Auch die Anwohnerstruktur entspricht nicht klassicher Weise der eines trendigen Berliner Kiezes. Zwar könne, Frau Torka zu Folge, ein wachsender Zuzug von Personen mit bildungsbürgerlichem Hintergrund verzeichnet werden, aber es habe in der Lehrter Straße beispielsweise schon seit jeher viele Studenten-WGs gegeben. Ein Wandel habe sich allerdings im vorderen Teil der Lehrter Straße vollzogen. In den ehemaligen Eisenbahnergebäuden hätte die Degewo seit ca. acht Jahren eine veränderte Mietpolitik betrieben und viele junge Familien dort einziehen lassen. Die Wohnungen seien groß, gut angebunden und relativ günstig gewesen, sodass sich weitestgehend unbemerkt ein Wandel in der Anwohnerstruktur im vorderen Teil der Lehrter Straße vollzogen hätte. Erst mit Protestaktionen gegen den Bau des A&O Hostels hätten diese auf sich aufmerksam gemacht. Das Hostel hat sicher zur Veränderung in der Straße beigetragen.

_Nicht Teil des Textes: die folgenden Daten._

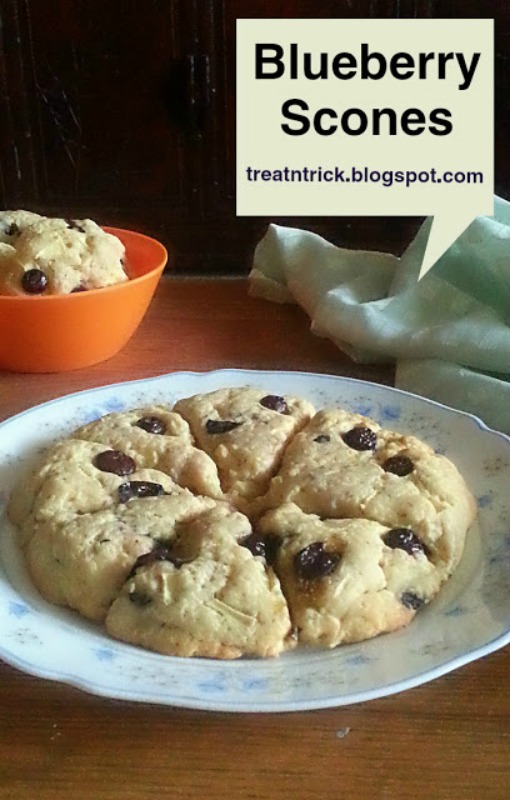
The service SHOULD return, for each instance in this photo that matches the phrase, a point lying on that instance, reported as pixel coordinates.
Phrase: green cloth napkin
(449, 333)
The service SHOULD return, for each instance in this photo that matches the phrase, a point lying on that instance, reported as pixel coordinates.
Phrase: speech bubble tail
(444, 231)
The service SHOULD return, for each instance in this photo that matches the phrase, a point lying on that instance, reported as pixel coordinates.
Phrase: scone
(241, 523)
(245, 431)
(345, 465)
(155, 437)
(44, 255)
(204, 595)
(351, 579)
(75, 477)
(84, 562)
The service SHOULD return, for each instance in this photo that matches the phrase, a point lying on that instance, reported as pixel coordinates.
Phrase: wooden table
(446, 740)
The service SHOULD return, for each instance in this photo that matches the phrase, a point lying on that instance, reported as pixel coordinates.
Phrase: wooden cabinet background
(124, 110)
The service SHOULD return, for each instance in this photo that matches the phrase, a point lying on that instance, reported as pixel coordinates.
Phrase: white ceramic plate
(469, 619)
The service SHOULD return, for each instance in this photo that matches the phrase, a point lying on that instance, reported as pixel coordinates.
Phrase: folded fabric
(449, 332)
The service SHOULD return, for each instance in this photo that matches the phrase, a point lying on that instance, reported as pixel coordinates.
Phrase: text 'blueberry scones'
(241, 523)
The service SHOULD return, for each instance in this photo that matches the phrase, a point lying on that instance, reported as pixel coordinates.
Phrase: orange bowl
(55, 333)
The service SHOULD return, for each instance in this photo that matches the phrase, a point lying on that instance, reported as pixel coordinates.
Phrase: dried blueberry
(139, 489)
(275, 403)
(34, 281)
(221, 425)
(360, 438)
(151, 425)
(160, 552)
(404, 539)
(114, 461)
(412, 601)
(71, 223)
(314, 562)
(13, 230)
(139, 599)
(265, 546)
(398, 465)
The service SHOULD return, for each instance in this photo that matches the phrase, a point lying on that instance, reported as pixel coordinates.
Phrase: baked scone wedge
(206, 595)
(74, 477)
(245, 431)
(346, 465)
(348, 580)
(83, 563)
(157, 438)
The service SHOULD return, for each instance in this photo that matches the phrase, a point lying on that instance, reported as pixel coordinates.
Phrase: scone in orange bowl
(55, 333)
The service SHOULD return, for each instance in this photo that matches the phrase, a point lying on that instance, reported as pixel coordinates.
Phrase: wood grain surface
(445, 740)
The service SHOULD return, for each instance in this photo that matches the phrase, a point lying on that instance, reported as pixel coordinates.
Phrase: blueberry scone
(84, 562)
(347, 580)
(245, 431)
(204, 594)
(343, 465)
(157, 438)
(241, 523)
(46, 255)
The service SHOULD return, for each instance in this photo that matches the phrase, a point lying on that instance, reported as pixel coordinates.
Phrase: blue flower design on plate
(110, 406)
(254, 684)
(17, 609)
(484, 500)
(390, 412)
(363, 408)
(104, 654)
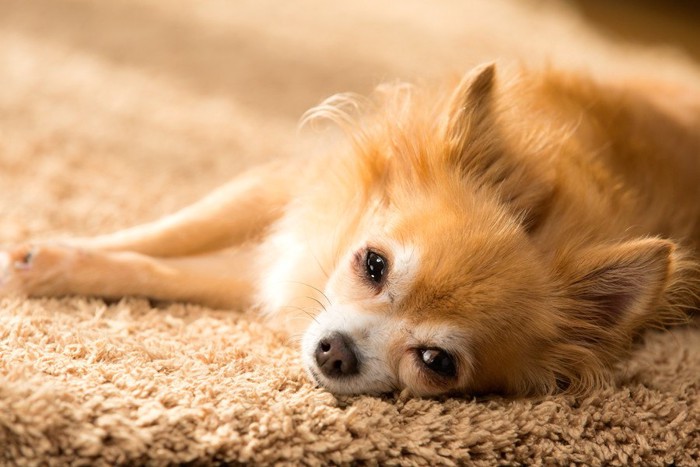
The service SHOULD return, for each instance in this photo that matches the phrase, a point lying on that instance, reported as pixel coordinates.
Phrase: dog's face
(432, 301)
(438, 280)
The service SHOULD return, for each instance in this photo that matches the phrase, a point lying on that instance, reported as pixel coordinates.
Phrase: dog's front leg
(236, 212)
(220, 279)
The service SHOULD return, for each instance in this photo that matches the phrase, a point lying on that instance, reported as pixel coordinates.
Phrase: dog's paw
(28, 269)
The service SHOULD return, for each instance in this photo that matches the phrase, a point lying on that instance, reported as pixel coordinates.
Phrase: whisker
(314, 288)
(303, 310)
(317, 301)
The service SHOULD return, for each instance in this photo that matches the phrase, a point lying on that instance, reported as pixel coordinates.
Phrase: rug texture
(115, 113)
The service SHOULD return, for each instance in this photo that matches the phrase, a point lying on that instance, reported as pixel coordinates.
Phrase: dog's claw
(26, 261)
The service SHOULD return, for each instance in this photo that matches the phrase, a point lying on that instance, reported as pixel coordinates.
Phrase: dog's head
(438, 285)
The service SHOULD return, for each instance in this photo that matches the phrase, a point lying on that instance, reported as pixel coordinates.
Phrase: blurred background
(117, 112)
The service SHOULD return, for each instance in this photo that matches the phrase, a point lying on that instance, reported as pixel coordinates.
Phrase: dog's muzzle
(336, 357)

Insgesamt ist der Lehrter Kiez ein attraktives Wohngebiet vor allem für (junge) Familien mit Kindern. Es gibt kaum Einrichtungen, die gezielt auf junge Kreative ausgerichtet sind, lediglich das Kapitel 21. Alle anderen Einrichtungen, auch die Nähe zu Kindertagesstätten und Schulen, machen das Gebiet für Eltern mit Kindern interessant. Für sogenannte Pioniere, wie Studenten und Künstler, bieten KuFa und Kapitel 21 letztendlich zu wenig Potenzial, das Anziehungskraft hat, um als attraktiver Wohnbezirk zu gelten. Vor allem für die in der Lehrter Straße lebenden Studenten sind die zentrale Wohnlage, die gute Anbindung zum Hauptbahnhof, von dem aus man schnell in szenigere Viertel Berlins gelangen kann, und die Nähe zur TU im benachbarten Charlottenburg Anreize, um in Moabit zu wohnen.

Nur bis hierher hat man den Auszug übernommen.